Last week, I talked about the importance of networking as a freelancer, which isn’t a topic that many freelancers necessarily think about—being lone workers and independent spirits. However, studies show that freelancing can be lonely, so networking offers the perfect opportunity to get out, meet new people, and develop useful contacts. Today, we’ll look at a few ways to network as a freelancer.
Join a meetup group
The easiest way to network as a freelancer is to find a meetup group that already exists, as this takes a lot of the hard work out of the process. If you live in a city, the likelihood is that there’s already a freelance network somewhere in your local area. To find groups, checkout Meetup.com, Facebook, or LinkedIn. Find out when their next meeting is and go along. If, like me, you can’t find any existing groups in your local area, then be bold and create your own!
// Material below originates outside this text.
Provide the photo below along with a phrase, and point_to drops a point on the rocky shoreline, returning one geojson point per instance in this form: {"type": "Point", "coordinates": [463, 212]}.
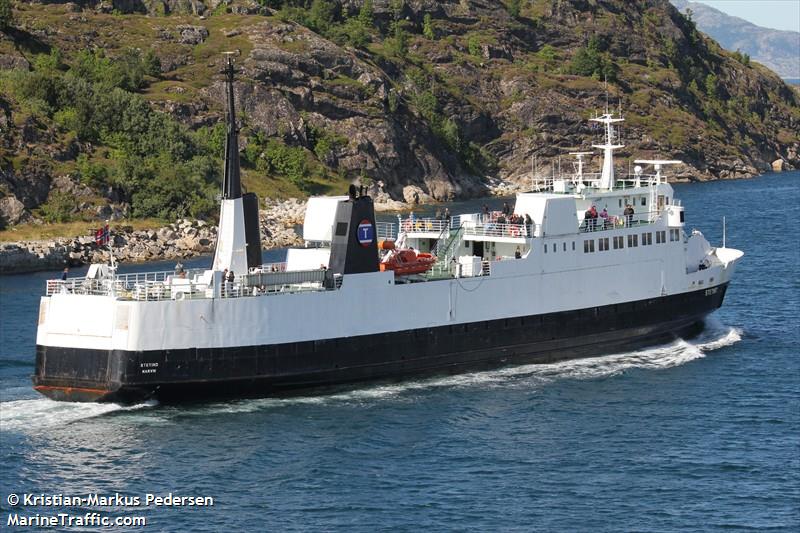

At our freelance meetup this week, 15 freelancers came along, including a videographer, photographer, digital marketer, football kit designer, engraver, virtual assistant, translator, illustrator, writer, and more. We get a really wide range of people, and the group is usually split between regulars and newbies, established freelancers and aspiring ones.
If you’re in Birmingham or the West Midlands, feel free to join the group and come along to one of our meetups.
If out-and-out networking isn’t your thing (yet!), then another option is co-working, as it offers a gentle way to meet other freelancers in a less pressurised setting, for example, when you’re making a cup of coffee. Most major cities have co-working venues that you can rent a space at, though they can be expensive.
If you live in the UK, there’s a great alternative to paid spaces: co-working company Dispace. They provide free co-working in ‘disused spaces’ such as quiet coffee shops in many major UK cities. There’s free Wi-Fi, food and drink discounts, and abundant plug sockets. You simply sign up and check-in to the venue online, then see who else is coworking there that day.
They also run “Dressed for Coworking” events where you can get to know your coworkers. These events are great fun—you meet interesting freelancers, get some work done, and get out of the house for a bit.
Building your freelance network
Developing a network of freelancers takes time (like most things in freelancing), so keep at it and don’t be discouraged if it takes a while. Try a few different meetup groups to see which you like and give co-working a shot. In future blogs, I’ll look at other ways to build a network as a freelancer, but for now, these two are enough to keep you busy!